Mientras sostiene la puerta para franquearle el paso, la dueña de la casa piensa que el mecánico del segundo parece más bajo que de costumbre. Entonces se da cuenta de que anda encogido, con los hombros contraídos, y torturando un cuaderno que enrolla y desenrolla sin cesar entre las manos. ¿Qué querrá éste ahora?, se pregunta, pero cuando le sigue hasta su propio salón, y le ofrece el sofá, y se sienta a su lado en la butaca contigua, tiene que preguntárselo.
-Pues, verás, es que... -y entonces Chema, unos treinta y cinco años, más de un metro ochenta de estatura, zapatos de la talla cuarenta y cuatro y dos manos enormes, se pone colorado como una damisela decimonónica, como un adolescente al que besan en los labios por primera vez y como Valentina, desde luego, no le ha visto nunca-. Es que yo... Yo quería pedirte un favor, algo que es... Bueno, es muy importante para mí.

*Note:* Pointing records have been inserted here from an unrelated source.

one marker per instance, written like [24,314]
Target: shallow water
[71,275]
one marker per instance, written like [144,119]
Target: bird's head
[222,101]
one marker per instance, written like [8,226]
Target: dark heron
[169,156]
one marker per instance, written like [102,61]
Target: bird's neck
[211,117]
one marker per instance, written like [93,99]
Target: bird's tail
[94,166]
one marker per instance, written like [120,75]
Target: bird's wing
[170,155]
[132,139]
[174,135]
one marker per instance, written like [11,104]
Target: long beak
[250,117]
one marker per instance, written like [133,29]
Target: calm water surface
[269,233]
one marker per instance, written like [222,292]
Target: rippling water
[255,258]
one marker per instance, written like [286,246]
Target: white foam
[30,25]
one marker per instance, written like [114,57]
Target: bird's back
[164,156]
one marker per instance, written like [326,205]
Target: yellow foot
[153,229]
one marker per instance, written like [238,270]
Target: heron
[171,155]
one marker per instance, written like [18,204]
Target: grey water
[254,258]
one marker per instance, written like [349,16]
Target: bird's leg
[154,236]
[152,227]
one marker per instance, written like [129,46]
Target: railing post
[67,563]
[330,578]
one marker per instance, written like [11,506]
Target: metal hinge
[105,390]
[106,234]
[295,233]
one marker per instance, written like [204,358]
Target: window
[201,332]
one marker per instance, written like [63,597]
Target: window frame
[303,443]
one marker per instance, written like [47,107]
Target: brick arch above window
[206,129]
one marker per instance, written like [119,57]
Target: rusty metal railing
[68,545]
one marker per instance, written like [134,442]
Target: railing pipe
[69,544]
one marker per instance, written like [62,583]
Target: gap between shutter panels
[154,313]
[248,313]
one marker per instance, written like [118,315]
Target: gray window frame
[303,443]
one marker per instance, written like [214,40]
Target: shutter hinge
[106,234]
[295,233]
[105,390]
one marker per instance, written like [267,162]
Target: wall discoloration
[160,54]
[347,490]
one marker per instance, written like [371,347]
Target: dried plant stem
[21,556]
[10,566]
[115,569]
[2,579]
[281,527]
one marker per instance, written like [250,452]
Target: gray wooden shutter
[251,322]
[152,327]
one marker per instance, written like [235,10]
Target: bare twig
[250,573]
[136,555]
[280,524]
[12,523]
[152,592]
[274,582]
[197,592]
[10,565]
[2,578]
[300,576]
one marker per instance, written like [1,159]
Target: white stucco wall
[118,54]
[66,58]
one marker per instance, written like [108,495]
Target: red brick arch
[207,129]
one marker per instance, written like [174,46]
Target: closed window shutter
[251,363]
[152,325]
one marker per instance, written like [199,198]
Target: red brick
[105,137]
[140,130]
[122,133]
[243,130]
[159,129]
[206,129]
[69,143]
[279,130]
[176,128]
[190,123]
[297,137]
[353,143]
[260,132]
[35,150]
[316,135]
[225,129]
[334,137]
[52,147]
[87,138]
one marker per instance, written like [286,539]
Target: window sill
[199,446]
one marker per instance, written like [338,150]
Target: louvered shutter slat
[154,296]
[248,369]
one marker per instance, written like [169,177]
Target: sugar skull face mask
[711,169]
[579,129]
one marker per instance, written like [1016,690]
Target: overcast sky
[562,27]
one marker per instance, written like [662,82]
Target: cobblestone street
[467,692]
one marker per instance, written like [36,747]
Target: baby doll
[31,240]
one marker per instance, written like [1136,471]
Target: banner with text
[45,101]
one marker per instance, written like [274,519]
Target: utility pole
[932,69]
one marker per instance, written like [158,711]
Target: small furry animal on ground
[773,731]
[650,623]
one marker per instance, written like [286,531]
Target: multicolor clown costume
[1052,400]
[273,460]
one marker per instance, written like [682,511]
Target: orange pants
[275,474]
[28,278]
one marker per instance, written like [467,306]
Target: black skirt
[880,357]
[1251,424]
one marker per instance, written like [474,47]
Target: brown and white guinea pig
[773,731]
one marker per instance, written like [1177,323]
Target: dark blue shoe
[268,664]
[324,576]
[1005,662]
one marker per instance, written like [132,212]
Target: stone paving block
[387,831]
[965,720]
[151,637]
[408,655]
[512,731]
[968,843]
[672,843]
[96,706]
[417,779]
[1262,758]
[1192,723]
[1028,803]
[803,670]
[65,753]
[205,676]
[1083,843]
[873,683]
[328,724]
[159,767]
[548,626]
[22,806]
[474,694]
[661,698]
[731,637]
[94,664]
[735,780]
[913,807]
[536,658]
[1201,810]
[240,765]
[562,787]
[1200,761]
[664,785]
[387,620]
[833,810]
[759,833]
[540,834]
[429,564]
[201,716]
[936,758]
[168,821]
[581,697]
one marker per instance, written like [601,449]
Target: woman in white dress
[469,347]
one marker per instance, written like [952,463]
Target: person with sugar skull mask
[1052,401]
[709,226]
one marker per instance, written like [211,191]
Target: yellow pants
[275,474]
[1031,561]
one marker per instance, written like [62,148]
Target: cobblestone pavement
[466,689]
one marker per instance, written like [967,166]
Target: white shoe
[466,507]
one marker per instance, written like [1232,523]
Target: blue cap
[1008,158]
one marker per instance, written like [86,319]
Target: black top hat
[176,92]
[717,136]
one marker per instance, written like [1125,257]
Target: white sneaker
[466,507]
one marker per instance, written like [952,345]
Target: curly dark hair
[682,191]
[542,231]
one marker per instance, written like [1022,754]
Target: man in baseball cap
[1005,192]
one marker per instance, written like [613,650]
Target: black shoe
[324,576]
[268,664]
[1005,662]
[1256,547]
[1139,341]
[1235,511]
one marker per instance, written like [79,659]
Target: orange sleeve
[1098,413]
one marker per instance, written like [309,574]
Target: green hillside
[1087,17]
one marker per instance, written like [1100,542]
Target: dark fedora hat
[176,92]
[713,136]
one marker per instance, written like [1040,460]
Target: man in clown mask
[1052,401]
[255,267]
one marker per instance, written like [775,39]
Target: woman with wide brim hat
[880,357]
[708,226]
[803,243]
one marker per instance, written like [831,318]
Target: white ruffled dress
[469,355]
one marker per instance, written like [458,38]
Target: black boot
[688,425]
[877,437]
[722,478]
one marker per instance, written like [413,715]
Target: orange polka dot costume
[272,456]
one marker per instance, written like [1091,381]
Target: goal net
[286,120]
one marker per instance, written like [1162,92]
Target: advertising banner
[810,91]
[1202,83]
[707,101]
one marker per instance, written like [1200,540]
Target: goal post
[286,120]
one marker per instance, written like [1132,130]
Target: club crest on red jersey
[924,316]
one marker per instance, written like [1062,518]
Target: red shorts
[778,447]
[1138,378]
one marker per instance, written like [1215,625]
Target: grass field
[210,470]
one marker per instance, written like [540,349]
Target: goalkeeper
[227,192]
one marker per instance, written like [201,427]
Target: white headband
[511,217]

-¿Sí? -y por un momento, la tonta de ella hasta se asusta, y se le dispara la cabeza, aunque luego nunca lo reconocerá, ni siquiera para sí misma.
-Sí, verás, yo... -y aunque a su vecina le parezca imposible, Chema se pone un poco más colorado todavía antes de seguir-. ¿Tú podrías enseñarme a dividir con decimales?
-Claro -claro, insiste para sí misma, si le saco casi diez años y no nos conocemos de nada-. Pero no entiendo. ¿Por qué...? -hasta que se hace la luz de repente-. Ya. Es por tu hijo José, ¿no?
-Sí. Es que mi mujer se pidió lengua a principio de curso, que anda que no es lista ésa, también, y yo pues... Hasta ahora me he apañado con el libro, ¿sabes? Se lo sacaba al niño de la mochila cuando estaba dormido y me iba estudiando el tema siguiente. Pero con los decimales me hago un lío tremendo, de verdad, me da vergüenza reconocerlo, y sin embargo... Es que yo no hice el bachiller, ésa es la verdad. Yo... Estudié un módulo de formación profesional y me puse a trabajar, y ahora... Esas divisiones entran en el examen final, y José lleva las matemáticas bastante mal, así que...
-No pasa nada -Valentina sonríe-. Ahora mismo vuelvo.
Se levanta, va a buscar papel y lápiz, se asombra de la ternura que le inspira la angustia de su vecino y por un instante piensa que los españoles no hemos hecho las cosas tan mal, incluso que las hemos hecho bastante bien en algunos casos. El de Chema, por ejemplo.
-Mira -le dice al volver, mientras empieza a escribir números en un papel-. Es muy fácil, igual que dividir sin decimales... Y mucho más sencillo que desmontar un motor de explosión, puedes estar seguro.
Y su alumno, inclinado sobre la mesa, los ojos pendientes del lápiz, ni siquiera levanta la vista en su dirección mientras sonríe.